Gamma Combination from the UTfit goup

Input parameters and combination results: Summer 2012 (post-ICHEP12)

We use the relevant post-ICHEP 2012 HFAG averages as inputs.

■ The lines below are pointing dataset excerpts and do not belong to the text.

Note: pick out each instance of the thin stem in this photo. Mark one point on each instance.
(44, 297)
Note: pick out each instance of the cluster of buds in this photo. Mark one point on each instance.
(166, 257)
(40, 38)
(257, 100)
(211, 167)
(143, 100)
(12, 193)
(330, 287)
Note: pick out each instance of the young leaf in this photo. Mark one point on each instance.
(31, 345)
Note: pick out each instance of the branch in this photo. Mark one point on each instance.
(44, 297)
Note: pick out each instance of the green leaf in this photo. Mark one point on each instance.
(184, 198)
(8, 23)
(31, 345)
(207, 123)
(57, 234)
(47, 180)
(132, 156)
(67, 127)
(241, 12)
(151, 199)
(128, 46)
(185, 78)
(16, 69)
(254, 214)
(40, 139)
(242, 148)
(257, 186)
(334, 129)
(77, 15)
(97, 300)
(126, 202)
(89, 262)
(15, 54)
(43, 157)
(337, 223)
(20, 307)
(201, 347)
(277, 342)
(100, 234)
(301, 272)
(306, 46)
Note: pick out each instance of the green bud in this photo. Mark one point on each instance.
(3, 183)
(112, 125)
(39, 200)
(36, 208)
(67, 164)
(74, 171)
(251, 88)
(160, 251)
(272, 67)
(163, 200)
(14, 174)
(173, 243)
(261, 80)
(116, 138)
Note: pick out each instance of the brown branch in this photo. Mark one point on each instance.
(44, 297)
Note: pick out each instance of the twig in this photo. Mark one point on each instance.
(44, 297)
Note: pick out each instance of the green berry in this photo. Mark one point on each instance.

The results of combination:

Parameter	Full fit
$\gamma [^{\circ}]$	$-107.7 \pm 9.4 \text{ and } 72.6 \pm 9.4$
$\delta_{B}(DK) [^{\circ}]$	$-63 \pm 11 \text{ and } 117 \pm 11$
$r_{B}(DK)$	$0.1011 \pm 0.0078$
$\delta_{B}(DK^{*}) [^{\circ}]$	$-90.55 \pm 0.75 \text{ and } -54.5 \pm 34.6 \text{ and } 125.75 \pm 34.35$
$r_{B}(DK^{*})$	$0.123 \pm 0.057$
$\delta_{B}(D^{*}K) [^{\circ}]$	$-51 \pm 14 \text{ and } 128 \pm 14$
$r_{B}(D^{*}K)$	$0.117 \pm 0.019$
$\delta_{B0}(DK^{0}) [^{\circ}]$	$-57 \pm 48 \text{ and } 78 \pm 2 \text{ and } 126 \pm 43$
$r_{B0}(DK^{0})$	$0.256 \pm 0.059$

Full fit result for $\,\gamma [^{\circ}]$

$-107.7 \pm 9.4 \text{ and } 72.6 \pm 9.4$ 95% prob:[-126, -90.] U [53.4, 89.8] 99% prob:[-135, -82.] U [44.9, 97.4]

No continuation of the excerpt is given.